There is no escape from the meltdown in share prices – irrespective of where money is invested.
For example, although investment trust International Biotechnology has a portfolio comprising companies involved in the fight against major illnesses and diseases, including coronavirus, its share price has been pushed down sharply – by nearly 28 per cent over the past month.
Manager Doctor Carl Harald Janson, an employee of SV Health Managers, has attempted to de-risk the portfolio a little by selling a couple of (undisclosed) stakes and holding some of the trust’s assets in cash.
The portfolio currently has 78 stakes in healthcare companies, but shares are falling anyway
The trust also has no expensive borrowing to fund, but he accepts that for the time being at least, the trust’s share price will be at the mercy of the stock market. Some 86 per cent of the portfolio is listed in the United States.
He says: ‘The key at the moment is to defend our elderly – our grandfathers and grandmothers – from coronavirus, even if that means going into lockdown and impacting adversely on everyone’s social and economic lives. We need to stop this pandemic so we can move forward.’

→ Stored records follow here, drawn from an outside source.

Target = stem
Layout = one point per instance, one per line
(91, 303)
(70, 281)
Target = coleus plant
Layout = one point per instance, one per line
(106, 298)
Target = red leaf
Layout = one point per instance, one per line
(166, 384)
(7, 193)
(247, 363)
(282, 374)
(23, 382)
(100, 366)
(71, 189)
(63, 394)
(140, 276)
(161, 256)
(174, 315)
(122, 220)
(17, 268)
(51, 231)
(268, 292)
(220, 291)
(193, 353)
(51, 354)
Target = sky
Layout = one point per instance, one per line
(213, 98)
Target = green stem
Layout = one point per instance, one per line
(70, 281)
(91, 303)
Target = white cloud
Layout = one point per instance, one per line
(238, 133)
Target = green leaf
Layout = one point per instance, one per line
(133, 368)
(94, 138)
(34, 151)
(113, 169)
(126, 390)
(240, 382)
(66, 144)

Janson’s view is framed by his medical training: he qualified as a doctor in the early 1980s before deciding 14 years ago to use his knowledge to invest in the healthcare industry. ‘Hopefully, we can get a vaccine developed,’ he says, ‘but that is a long way into the future. Shorter term, a drug is our best hope.’

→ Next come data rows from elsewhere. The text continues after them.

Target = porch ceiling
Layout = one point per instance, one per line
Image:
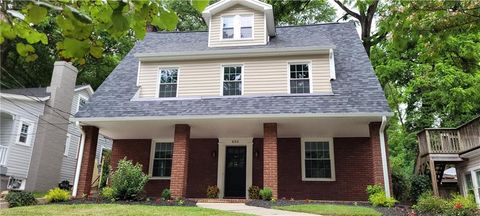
(237, 127)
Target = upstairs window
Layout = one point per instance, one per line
(168, 82)
(299, 78)
(237, 27)
(232, 80)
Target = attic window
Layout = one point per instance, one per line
(237, 27)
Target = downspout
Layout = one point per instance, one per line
(383, 150)
(79, 160)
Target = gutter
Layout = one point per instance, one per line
(383, 150)
(79, 160)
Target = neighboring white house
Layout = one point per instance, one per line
(38, 142)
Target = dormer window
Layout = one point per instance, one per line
(237, 27)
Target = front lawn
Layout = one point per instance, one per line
(327, 209)
(110, 209)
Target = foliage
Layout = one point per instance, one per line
(20, 198)
(212, 191)
(266, 193)
(128, 180)
(166, 194)
(419, 185)
(57, 195)
(107, 193)
(254, 192)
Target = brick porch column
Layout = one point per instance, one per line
(178, 180)
(270, 157)
(88, 160)
(377, 165)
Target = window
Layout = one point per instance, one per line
(24, 133)
(317, 160)
(67, 146)
(161, 159)
(168, 82)
(237, 27)
(232, 80)
(299, 78)
(228, 27)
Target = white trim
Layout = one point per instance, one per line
(67, 145)
(310, 79)
(159, 73)
(383, 150)
(78, 102)
(222, 145)
(242, 116)
(30, 124)
(222, 78)
(332, 157)
(331, 62)
(152, 156)
(79, 161)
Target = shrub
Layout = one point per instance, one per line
(20, 198)
(419, 185)
(166, 194)
(107, 193)
(427, 203)
(212, 191)
(57, 195)
(128, 180)
(266, 193)
(254, 192)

He is keeping his fingers crossed that US-listed Gilead, a key trust holding, may have an answer with its antiviral drug remdesivir.
Although he holds the company’s shares primarily because of its leading role in coming up with medications to combat HIV, he says remdesivir could have a role to play in the fight against coronavirus.
Some 86 per cent of the portfolio is listed in the United States
Janson says: ‘There are pre-clinical trials going on around the world and we could know the results as early as next month. Even if effective, it wouldn’t then be available until the summer – and for it to be effective it needs to be taken early in the contraction of the disease.’
At some stage, Janson will use some of the trust’s cash pile to drip money back into the market, but he says now is too early.
Long term, he believes the trust’s focus on healthcare will serve it well – especially as populations age and drugs are developed to thwart growing illnesses such as diabetes and dementia.
Figures from the United Nations indicate that the world’s population of the over-65s will double between now and 2050.
The portfolio currently has 78 stakes in healthcare companies.
All the top ten holdings in the £184million trust are listed in the United States. They include Vertex Pharmaceuticals that discovered the first medicines to treat the underlying causes of cystic fibrosis and Biogen, a leader in coming up with therapies for neurological diseases.
European holdings include Danish-listed Novo Nordisk – a specialist in fighting diabetes – and Genmab, developer of blood cancer drug Darzaleax.
It also has a holding in a venture capital fund managed by SV. This gives it exposure to a portfolio of unquoted companies.
In its last financial year, the trust paid an annual dividend of 28p a share, equivalent to a dividend yield of 2.6 per cent.
The total annual charge is 1.3 per cent. Over the past five years, the trust has generated a return for shareholders of just under 9 per cent. Over the same period, the FTSE All-Share Index has recorded a loss of 10 per cent. The shares closed on Friday at £4.98 – a big discount to the value of the trust’s underlying assets.